Listen Up Dance Teachers: Here’s how to Get Your Tribe to Follow Your Lead!
From time to time teachers have asked me this question almost out of desperation and sometimes not knowing where to turn to get advice. A studio owner has to be the captain of their ship first and foremost and when I hear this type of question it immediately tells me that there is a disconnect between the owner and the teacher.
My first suggestion always is to ask the studio owner what guidelines they have set for their teachers and invariably the answer is vague and that generally lets me know that the problem really is not so much with the teacher but with the studio owner themselves. Everybody connected with your business needs guidelines and that includes teachers, students and their parents. If your teachers are not listening to you and ignore your requests and suggestions it is because they think they can! So, what can you do about it?
My first suggestion would be to get your teachers together and present them with a simple, uncomplicated Teacher’s Manual. If you are having a problem with a teacher there is a good chance you don’t have a Teacher’s Manual but don’t worry it is not hard to compile one in a short amount of time. A Teacher’s Manual is not about what a teacher is teaching, it is a way to make the experience at your school the same for every teacher. I suggest you make a list for yourself of how you want things done at your studio, from the way the teachers dress, conduct themselves in and out of the studio to the way they handle problem children or parents. Make your ideas and specific deadlines definite so there is no confusion You want to make it clear to your teachers how you want them to handle specific situations so that no matter what, the experience is always the same no matter who the individuals are. You need to set specific guidelines because it is not a good idea to have a free for all. You need for your teachers to respect you and your wishes at the same time letting them know that you have their backs. The more you stress to your teachers that you work together as a team, the more success you will have with them individually.
If you have a teacher who is not respecting your wishes then it is important to meet with them to find out what the problem is and to understand how you can find a solution. It is up to you to let them know how you want things done at the same time making sure that they understand that the reason you hired them in the first place was because you valued their knowledge and expertise. It really is a two-way street but I have found that I get much further by positioning it to my teachers that they are important to me but that they also need to work with me to get optimum results.

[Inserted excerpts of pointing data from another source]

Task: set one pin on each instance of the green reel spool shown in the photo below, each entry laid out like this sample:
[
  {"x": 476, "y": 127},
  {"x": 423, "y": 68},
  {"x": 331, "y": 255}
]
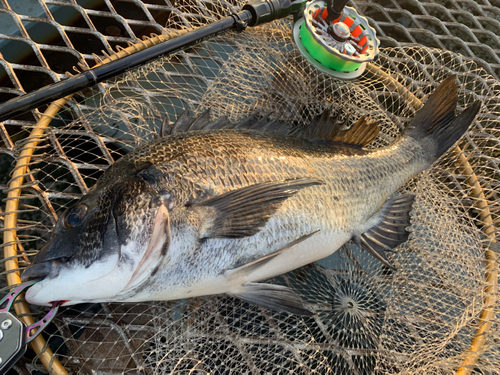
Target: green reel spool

Make a list of everything that is important to you, it doesn’t have to be long and then make another list of the problems that you feel you are facing with your teachers. Always remember that you are the leader and as long as you are reasonable your teachers, staff, students and their parents will follow your direction in a positive way.
If you continue to have a problem with a teacher, I suggest you meet with them and tackle the problem one on one. Always let them know that you are there for them but that your standards must be met. If you feel there is no solution, I would try to find another teacher who is willing to work with you. Keep it positive and keep trying until you have the teachers that you feel you can work with and where the respect is mutual.